Night Chapter 8 Summary

  • At Buchenwald, Eliezer and his father go to take a hot shower. But there are so many prisoners crowding around the baths that his father goes to lie down in some snow. He says he’s tired and Eliezer can wake him when it’s their turn.
  • Eliezer refuses to let his father sit down and rest because he sees the ground covered in corpses who tried to do just what his dad wants—to rest and give in to death.
  • They are sent to the barracks to sleep. When Eliezer wakes up, he realizes he lost his dad in the confusion to enter the blocks.
  • Momentarily Eliezer wishes that his father would die so Eliezer would only have to look over himself (this is just like Rabbi Eliahu’s son), but he immediately feels ashamed.
  • Eliezer searches for his father for hours but can’t find him. He prays for a minute: "Don’t let me find him." Then he feels guilty.
  • At last Eliezer finds his father at the block where they are giving out coffee. He’s burning with fever and he just wants a drop of coffee. He’s calling out his son’s name.
  • Eliezer brings him some coffee and later gives his father some of his own soup ration.
  • Eliezer keeps him alive for days, but his father has dysentery. Eliezer no longer thinks his dad will survive.

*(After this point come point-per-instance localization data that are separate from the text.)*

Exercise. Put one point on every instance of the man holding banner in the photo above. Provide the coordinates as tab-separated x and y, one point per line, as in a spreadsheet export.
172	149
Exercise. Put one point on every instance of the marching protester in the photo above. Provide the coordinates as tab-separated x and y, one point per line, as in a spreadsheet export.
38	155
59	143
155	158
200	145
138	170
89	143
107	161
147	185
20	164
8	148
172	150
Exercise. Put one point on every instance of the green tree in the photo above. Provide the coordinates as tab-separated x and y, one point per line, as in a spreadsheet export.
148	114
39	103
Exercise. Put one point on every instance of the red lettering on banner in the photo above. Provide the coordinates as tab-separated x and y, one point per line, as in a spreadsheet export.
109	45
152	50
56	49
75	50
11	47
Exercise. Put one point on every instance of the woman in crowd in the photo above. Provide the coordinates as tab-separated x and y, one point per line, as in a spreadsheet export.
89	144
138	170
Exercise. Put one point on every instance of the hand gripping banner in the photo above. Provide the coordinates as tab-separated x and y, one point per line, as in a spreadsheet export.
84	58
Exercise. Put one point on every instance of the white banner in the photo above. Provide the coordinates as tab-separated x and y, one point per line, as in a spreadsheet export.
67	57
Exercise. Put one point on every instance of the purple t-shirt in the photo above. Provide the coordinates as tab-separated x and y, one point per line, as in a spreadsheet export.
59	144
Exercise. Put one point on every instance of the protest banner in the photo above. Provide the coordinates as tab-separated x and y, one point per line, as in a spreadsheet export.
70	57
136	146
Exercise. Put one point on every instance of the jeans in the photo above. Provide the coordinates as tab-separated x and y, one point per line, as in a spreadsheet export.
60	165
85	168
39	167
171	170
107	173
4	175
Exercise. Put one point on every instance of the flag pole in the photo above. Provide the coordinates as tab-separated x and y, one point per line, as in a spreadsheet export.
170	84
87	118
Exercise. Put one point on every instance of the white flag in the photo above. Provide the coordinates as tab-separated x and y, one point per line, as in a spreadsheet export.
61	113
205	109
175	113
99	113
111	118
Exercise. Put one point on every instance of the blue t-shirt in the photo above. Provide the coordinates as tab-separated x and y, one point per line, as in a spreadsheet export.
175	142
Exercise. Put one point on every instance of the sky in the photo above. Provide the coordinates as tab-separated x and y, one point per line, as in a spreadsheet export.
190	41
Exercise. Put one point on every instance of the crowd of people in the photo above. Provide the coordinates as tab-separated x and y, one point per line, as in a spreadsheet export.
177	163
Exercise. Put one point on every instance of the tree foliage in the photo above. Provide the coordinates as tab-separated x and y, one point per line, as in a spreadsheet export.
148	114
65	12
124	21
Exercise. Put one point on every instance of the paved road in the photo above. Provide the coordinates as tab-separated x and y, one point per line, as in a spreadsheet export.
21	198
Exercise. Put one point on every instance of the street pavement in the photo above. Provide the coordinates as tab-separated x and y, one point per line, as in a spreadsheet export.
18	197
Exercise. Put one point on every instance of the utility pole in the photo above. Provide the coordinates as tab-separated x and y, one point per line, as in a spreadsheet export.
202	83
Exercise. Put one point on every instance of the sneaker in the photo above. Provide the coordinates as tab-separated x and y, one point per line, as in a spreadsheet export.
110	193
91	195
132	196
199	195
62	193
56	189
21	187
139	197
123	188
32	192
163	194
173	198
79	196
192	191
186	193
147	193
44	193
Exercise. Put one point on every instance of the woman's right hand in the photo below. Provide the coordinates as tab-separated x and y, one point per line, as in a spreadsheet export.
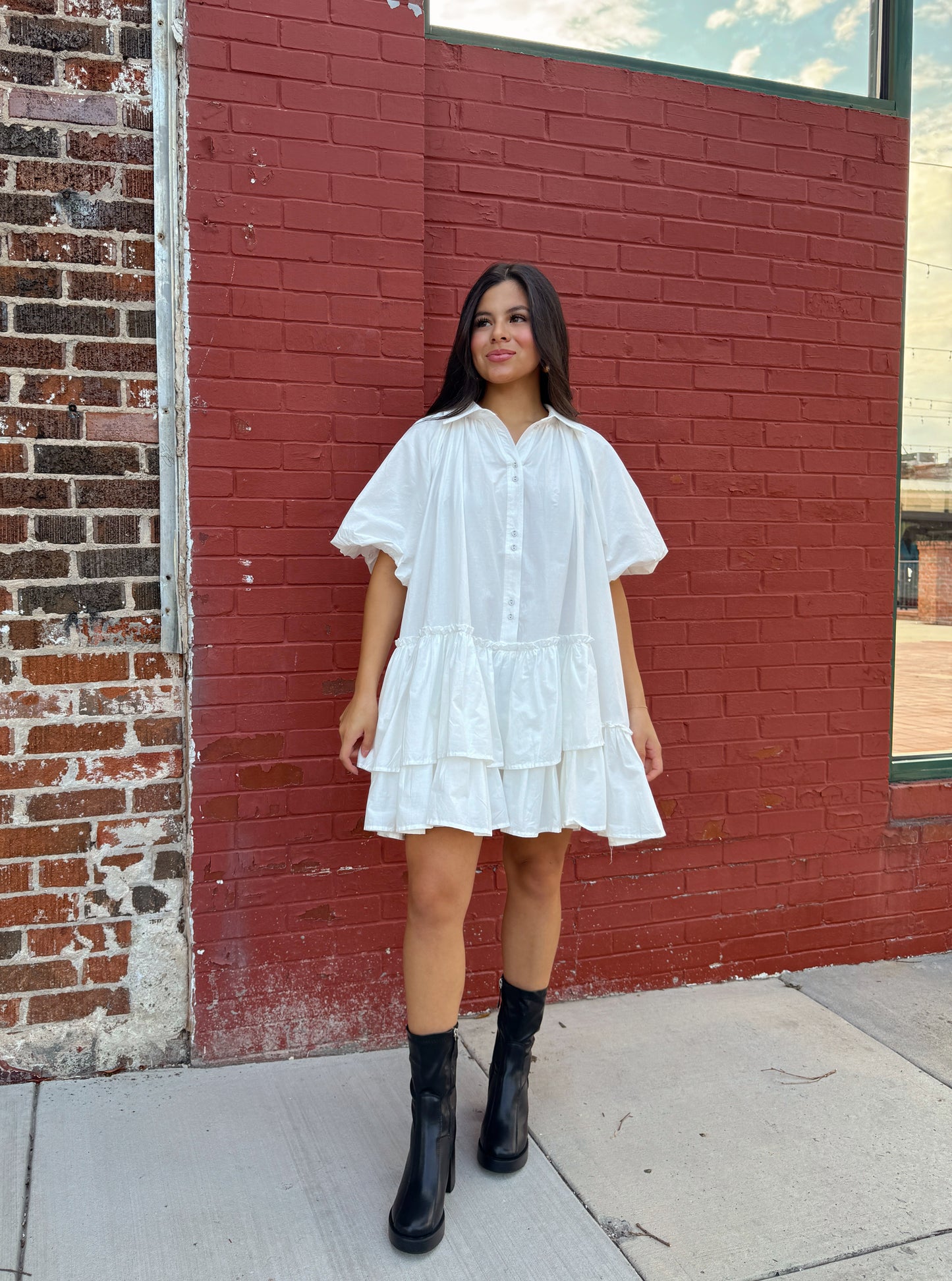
358	718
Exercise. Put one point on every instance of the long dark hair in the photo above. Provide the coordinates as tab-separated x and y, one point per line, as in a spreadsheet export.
462	384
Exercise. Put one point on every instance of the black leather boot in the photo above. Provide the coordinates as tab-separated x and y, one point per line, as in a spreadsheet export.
416	1222
504	1139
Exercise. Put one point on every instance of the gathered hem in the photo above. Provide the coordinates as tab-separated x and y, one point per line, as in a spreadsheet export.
439	629
603	788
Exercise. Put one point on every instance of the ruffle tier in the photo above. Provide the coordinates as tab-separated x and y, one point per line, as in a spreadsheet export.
501	735
511	704
603	789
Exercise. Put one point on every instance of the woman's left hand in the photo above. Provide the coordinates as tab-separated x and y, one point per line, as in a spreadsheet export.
646	742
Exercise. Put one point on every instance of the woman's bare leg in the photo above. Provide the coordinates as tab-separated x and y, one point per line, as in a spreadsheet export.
441	867
534	915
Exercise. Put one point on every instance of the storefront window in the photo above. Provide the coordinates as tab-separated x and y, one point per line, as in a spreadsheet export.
815	44
923	688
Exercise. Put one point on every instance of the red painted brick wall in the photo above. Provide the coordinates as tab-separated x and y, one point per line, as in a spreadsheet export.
731	266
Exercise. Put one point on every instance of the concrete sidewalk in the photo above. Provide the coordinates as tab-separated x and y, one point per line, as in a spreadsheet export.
724	1133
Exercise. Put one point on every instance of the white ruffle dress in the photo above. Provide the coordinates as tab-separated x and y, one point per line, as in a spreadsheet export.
503	705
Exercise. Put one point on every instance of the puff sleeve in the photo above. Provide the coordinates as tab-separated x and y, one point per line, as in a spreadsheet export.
629	534
387	514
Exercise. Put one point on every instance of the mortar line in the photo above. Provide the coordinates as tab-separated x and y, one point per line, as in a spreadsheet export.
851	1255
27	1180
573	1190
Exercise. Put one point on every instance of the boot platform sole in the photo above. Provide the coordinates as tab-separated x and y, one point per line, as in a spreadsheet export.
416	1244
503	1165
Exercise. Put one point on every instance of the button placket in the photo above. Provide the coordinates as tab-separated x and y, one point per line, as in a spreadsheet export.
511	575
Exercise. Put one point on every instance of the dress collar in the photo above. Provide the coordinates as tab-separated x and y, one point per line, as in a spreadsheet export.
474	407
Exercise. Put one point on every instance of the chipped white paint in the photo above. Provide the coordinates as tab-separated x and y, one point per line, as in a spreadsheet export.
153	1035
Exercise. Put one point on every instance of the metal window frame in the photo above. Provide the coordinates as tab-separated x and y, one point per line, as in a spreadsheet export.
169	317
891	49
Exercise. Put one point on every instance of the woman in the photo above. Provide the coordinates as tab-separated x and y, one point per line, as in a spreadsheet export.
496	532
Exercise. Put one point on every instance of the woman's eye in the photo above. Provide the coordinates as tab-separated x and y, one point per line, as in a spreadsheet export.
485	320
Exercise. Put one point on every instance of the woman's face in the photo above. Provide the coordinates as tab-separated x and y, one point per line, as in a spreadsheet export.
503	346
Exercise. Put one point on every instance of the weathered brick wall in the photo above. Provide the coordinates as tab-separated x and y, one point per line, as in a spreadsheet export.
732	268
92	960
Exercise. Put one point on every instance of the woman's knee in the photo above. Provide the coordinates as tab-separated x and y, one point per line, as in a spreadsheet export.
435	901
534	867
440	880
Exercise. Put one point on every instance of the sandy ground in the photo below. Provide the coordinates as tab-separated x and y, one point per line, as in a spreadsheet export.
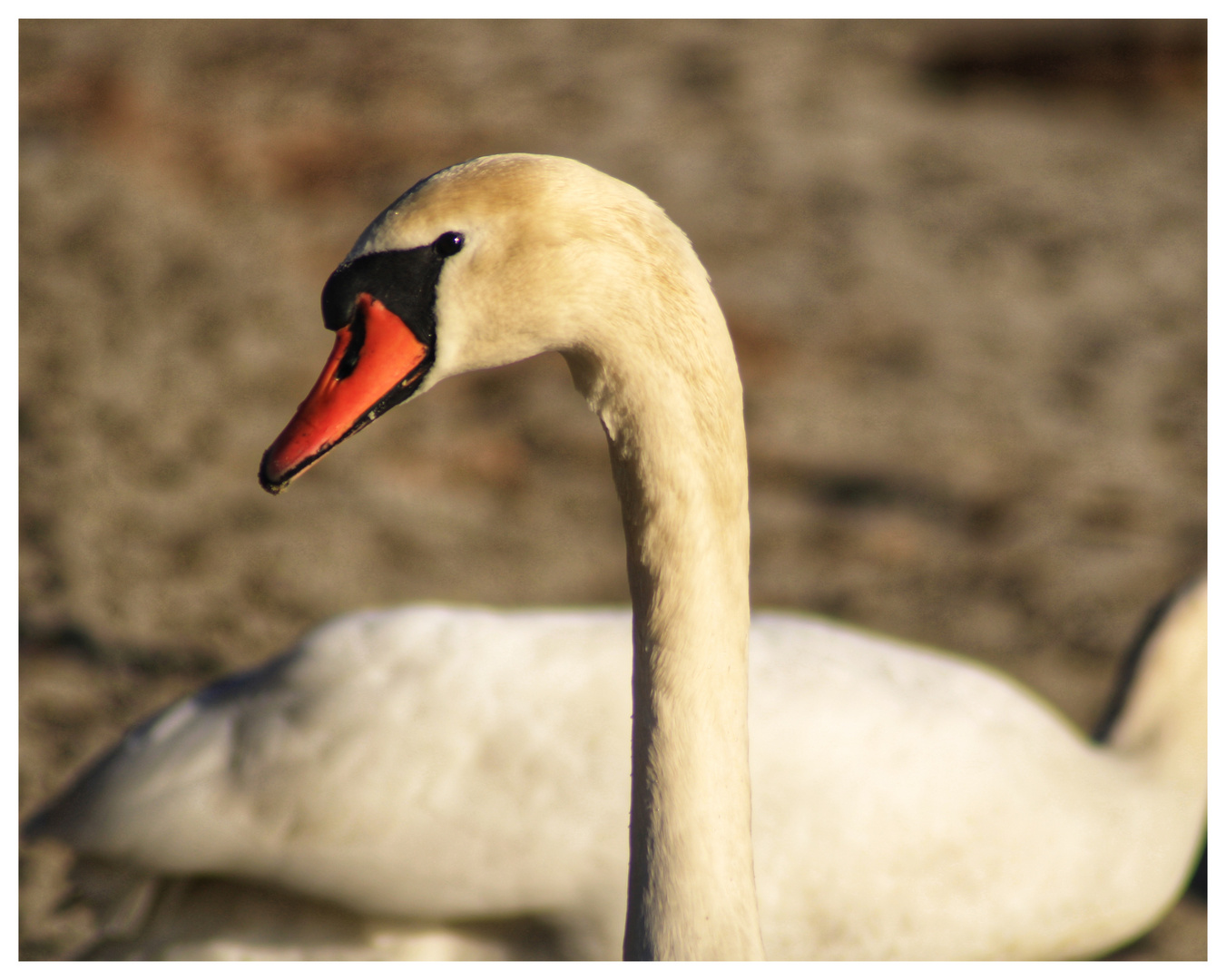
965	269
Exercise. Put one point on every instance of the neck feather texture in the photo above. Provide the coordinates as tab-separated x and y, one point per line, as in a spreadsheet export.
676	431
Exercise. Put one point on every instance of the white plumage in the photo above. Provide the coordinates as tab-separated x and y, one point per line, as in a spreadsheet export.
456	764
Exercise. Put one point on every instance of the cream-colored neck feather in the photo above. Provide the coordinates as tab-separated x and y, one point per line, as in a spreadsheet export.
673	418
562	258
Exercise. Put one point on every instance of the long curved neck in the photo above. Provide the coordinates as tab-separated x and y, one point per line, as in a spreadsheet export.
676	433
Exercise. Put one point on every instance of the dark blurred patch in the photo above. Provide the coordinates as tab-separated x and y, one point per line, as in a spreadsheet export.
865	492
70	638
1132	62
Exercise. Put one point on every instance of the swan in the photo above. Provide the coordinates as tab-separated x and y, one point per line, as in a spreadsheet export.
449	764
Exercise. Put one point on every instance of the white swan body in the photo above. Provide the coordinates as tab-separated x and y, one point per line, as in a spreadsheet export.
499	259
437	764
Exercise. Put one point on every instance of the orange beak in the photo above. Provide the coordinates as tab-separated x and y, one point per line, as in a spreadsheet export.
377	363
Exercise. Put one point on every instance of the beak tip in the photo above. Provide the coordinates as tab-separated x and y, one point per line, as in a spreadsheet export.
272	482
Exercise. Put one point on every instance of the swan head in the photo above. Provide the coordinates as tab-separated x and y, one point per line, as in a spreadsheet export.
485	264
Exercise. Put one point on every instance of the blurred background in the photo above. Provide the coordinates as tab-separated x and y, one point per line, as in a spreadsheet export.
964	266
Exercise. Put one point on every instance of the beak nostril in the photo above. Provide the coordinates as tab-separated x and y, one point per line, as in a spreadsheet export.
357	338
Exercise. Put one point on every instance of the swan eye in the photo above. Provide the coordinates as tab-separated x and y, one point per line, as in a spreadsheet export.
449	243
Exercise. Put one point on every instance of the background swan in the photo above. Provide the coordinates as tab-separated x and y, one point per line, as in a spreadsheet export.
432	766
1074	771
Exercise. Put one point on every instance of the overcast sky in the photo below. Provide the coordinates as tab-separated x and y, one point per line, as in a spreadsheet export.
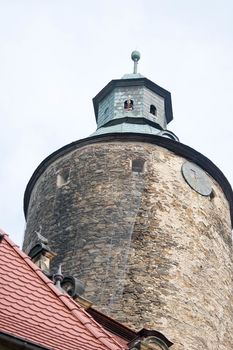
56	55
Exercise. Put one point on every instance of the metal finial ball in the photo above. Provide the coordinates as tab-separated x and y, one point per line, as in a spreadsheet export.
135	55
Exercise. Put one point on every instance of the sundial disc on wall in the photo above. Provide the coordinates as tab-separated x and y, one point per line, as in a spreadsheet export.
196	178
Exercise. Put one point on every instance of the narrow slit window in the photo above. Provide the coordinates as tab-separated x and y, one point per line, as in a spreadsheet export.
138	165
153	110
63	177
128	105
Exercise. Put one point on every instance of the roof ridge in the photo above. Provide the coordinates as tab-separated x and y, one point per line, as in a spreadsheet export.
66	300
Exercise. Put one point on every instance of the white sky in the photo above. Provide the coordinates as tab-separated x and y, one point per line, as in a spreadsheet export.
56	55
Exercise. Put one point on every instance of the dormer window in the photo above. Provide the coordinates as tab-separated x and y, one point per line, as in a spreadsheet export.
128	105
153	110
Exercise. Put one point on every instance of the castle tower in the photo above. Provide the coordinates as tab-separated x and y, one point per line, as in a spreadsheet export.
141	219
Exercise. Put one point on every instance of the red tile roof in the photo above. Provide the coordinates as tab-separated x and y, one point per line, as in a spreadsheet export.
33	308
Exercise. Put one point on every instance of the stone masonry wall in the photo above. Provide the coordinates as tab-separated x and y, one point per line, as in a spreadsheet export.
151	251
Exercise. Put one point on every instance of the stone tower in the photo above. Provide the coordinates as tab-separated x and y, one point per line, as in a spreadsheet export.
141	219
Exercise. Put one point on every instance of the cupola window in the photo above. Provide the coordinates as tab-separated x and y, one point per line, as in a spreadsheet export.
128	105
153	110
138	165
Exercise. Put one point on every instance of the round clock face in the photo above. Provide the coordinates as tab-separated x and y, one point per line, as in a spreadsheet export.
196	178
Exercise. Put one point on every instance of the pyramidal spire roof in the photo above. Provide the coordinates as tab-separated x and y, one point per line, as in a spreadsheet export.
33	310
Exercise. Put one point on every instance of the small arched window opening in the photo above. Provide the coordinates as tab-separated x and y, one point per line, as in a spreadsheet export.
153	110
128	105
138	165
63	177
106	112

  • Eliezer takes his father to the doctor, but is turned away because the doctor is a surgeon and not concerned with dysentery.
  • The men in the neighboring bunks hit Eliezer’s dad when Eliezer is out. Eliezer tries threatening the men, then he promises them soup and bread if they will just leave his dad alone. They laugh at him.
  • The block leader tells Eliezer that he should stop taking care of his father—here in the concentration camps, it’s every man for himself. Eliezer feels guilty that he even considers this.
  • An SS officer hears Eliezer’s father moaning, "Eliezer, a drop of water." The SS delivers a blow to his head.
  • Eliezer stays awake with his dying father for a while, as his father moans, "Eliezer." But eventually, Eliezer goes to bed.
  • In the morning, his father’s body is gone. Eliezer hopes that his father wasn’t taken to the crematorium before he stopped breathing.
  • Eliezer cannot cry, which disturbs him. But he knows that if he searched his mind, what he would find is the feeling—"free at last!"